Even when Lalu’s political fortunes subsequently plummeted due to his incarceration in fodder scam cases as well as Nitish’s ascendancy, he did not repose his trust in any second-rung leader. Ahead of the 2010 assembly elections, he called his youngest son Tejashwi, who had been happy playing cricket in IPL until then, to join him and Rabri on the campaign trail. Tejashwi was not even eligible to contest any elections at the time, but Lalu had apparently seen enough potential in him as his possible successor. He chose to ignore Raghuvansh Prasad Singh, a veteran leader with impeccable credentials who had made a mark as the Union minister for rural development in the UPA I government. Shortly before his death in 2020, Raghuvansh quit the party due to his unease with Lalu’s sons helming the party.
How much importance Lalu has given to the second-rung of RJD leaders could also be illustrated by the way his long-time loyalist Ram Kripal Yadav quit the party.

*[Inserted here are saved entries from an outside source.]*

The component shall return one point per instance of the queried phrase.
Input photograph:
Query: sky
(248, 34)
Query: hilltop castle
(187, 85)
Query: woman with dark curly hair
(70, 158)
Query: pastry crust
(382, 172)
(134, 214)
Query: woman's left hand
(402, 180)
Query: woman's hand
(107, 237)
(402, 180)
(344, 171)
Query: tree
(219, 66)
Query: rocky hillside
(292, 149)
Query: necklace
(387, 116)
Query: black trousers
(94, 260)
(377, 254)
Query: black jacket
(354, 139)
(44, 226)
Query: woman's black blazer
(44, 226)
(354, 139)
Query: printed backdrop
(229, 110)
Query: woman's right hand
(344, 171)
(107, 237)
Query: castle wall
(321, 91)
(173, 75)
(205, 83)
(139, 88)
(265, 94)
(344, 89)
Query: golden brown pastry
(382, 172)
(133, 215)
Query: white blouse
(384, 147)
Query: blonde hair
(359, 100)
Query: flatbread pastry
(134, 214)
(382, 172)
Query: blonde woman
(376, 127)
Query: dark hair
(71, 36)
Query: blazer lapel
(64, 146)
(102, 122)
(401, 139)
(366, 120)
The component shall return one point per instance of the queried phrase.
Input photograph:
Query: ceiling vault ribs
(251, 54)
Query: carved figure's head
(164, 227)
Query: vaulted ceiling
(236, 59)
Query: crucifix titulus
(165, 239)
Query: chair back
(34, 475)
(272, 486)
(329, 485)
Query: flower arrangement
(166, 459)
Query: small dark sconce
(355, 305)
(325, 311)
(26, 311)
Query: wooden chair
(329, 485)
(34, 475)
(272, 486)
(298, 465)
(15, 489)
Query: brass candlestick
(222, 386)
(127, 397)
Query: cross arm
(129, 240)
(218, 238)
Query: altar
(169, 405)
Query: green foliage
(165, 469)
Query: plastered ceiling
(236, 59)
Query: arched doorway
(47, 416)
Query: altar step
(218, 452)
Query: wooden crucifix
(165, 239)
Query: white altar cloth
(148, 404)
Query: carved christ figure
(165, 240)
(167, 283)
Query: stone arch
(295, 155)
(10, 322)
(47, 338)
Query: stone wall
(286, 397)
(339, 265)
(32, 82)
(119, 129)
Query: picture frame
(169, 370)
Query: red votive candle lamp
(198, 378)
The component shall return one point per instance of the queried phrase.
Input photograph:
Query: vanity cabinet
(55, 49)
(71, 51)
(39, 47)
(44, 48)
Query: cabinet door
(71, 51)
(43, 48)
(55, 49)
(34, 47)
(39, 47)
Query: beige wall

Ram Kripal had been Lalu’s staunchest supporter from the beginning of his political career. Ahead of the 2014 Lok Sabha polls, Lalu fielded his eldest daughter Misa Bharti from the Patalipura constituency, overlooking the claims of Ram Kripal, who enjoyed considerable support from voters there. Disgruntled, Ram Kripal decided to hop over to BJP, contest the polls from the same seat, and was made a Union minister after he defeated Misa. Thankfully for Lalu, Tejashwi proved his mettle in the 2020 assembly polls, when he led from the front in Lalu’s absence. Lalu’s elder son, Tej Pratap Yadav, is also a beneficiary of dynasty politics. In a short political career, he has twice bagged ministerial portfolios in two Mahagathbandhan governments, even though many senior leaders such as Jagdanand Singh have expressed serious reservations about his capabilities. A big controversy erupted recently when Tej Pratap took Shailesh Kumar (Misa Bharti’s husband) to an official meeting. But then, as the BJP alleged later, that is how Lalu runs his party.
Nitish, on the other hand, has not faced any charges of nepotism so far. His son, Nishant Kumar, has steered clear of politics. So have Nitish’s siblings. JD-U leaders, in fact, often hail him for keeping his family out of politics. But his party still lacks a second line of leadership.

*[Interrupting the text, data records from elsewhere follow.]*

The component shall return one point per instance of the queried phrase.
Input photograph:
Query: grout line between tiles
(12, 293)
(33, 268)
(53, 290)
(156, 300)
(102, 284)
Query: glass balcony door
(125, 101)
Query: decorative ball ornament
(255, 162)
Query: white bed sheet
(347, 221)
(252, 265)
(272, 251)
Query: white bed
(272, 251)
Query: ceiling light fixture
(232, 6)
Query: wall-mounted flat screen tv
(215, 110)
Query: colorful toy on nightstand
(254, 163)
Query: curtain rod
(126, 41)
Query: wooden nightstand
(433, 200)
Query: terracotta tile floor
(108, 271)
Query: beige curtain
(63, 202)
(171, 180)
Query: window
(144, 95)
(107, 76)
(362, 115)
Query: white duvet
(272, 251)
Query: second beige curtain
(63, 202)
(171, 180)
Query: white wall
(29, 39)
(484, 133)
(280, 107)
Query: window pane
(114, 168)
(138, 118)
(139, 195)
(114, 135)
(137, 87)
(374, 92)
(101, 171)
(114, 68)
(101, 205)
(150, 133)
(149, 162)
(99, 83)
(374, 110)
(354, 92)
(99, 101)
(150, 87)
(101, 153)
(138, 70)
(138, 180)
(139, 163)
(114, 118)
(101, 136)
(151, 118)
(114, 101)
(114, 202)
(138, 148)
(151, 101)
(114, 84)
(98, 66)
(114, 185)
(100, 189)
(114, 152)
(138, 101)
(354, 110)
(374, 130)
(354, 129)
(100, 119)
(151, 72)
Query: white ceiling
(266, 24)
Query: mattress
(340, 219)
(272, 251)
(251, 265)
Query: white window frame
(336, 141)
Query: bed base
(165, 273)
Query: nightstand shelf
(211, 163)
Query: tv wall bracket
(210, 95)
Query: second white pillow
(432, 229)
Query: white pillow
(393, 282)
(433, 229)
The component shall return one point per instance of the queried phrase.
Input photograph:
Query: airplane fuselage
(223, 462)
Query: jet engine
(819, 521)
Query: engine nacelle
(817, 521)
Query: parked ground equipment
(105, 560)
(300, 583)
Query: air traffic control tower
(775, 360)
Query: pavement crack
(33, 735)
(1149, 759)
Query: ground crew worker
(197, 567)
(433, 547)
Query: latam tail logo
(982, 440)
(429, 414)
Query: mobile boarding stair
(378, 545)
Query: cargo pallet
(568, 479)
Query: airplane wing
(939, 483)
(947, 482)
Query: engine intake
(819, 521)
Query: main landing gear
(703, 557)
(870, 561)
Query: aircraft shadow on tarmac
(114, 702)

Shortly before he quit the JD-U recently, when some supporters of former Union minister RCP Singh hailed him as the next Bihar CM, many JD-U leaders took umbrage, reiterating that Nitish was their only leader. In fact, whenever senior party functionaries have fought among each other over the No. 2 spot, the party has doused the fire by asserting that none other than Nitish remains its undisputed leader.

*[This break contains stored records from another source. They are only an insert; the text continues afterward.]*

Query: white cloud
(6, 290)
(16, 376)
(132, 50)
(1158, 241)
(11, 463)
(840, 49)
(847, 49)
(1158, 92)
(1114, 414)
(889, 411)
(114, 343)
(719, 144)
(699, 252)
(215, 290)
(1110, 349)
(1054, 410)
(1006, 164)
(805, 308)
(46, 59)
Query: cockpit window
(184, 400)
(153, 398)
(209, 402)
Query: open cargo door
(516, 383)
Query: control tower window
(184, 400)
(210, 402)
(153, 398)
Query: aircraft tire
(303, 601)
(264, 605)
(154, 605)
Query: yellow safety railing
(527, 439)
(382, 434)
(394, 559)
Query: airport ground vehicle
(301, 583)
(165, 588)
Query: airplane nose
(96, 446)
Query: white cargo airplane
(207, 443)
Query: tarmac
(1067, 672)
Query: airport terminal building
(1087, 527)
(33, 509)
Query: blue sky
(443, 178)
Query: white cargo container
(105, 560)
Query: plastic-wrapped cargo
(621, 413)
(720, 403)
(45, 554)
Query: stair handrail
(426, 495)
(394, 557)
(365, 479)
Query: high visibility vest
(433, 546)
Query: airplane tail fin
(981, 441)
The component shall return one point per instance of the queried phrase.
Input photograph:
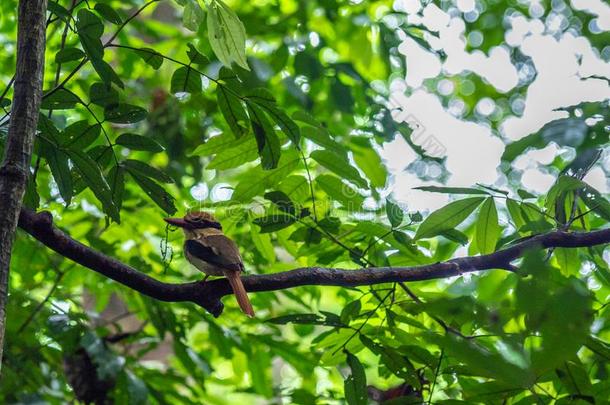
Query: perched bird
(212, 252)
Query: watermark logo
(420, 135)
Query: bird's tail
(240, 292)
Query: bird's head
(195, 220)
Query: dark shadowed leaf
(232, 110)
(103, 94)
(151, 57)
(108, 13)
(60, 169)
(60, 99)
(68, 54)
(394, 213)
(266, 138)
(487, 227)
(81, 134)
(144, 169)
(186, 80)
(452, 190)
(227, 35)
(282, 201)
(274, 222)
(93, 177)
(124, 113)
(355, 383)
(139, 142)
(448, 217)
(339, 166)
(156, 193)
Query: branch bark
(208, 295)
(22, 130)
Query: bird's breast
(204, 266)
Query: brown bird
(212, 252)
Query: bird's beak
(180, 222)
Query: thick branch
(15, 167)
(208, 294)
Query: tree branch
(29, 72)
(208, 294)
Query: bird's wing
(217, 250)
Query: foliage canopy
(273, 115)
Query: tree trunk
(15, 168)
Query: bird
(208, 249)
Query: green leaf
(596, 202)
(282, 201)
(394, 212)
(263, 244)
(341, 192)
(514, 209)
(455, 236)
(144, 169)
(103, 94)
(123, 113)
(217, 144)
(81, 134)
(487, 227)
(304, 319)
(68, 55)
(155, 192)
(256, 181)
(320, 136)
(245, 151)
(452, 190)
(568, 261)
(350, 311)
(369, 161)
(232, 110)
(226, 34)
(338, 165)
(139, 142)
(106, 73)
(274, 222)
(193, 15)
(186, 80)
(264, 99)
(524, 194)
(90, 30)
(93, 177)
(150, 57)
(355, 384)
(60, 99)
(59, 10)
(296, 187)
(116, 180)
(556, 195)
(266, 138)
(448, 217)
(89, 26)
(196, 57)
(108, 13)
(60, 169)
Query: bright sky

For many years, RCP was considered Nitish’s second-in-command because of his enormous clout, but he too quit in a huff after he fell out of Nitish’s favour over his alleged closeness to the BJP. Some time ago, Nitish had appointed Prashant Kishor as party vice president and dropped a veiled hint that Kishor might be his successor, but he too left the party soon after.
As of now, there is nobody in the party who could be considered Nitish’s successor. This was not always the case in the JD-U, which once boasted of stalwarts like George Fernandes and Sharad Yadav. But they left one after another, leaving Nitish to run it like a one-man show.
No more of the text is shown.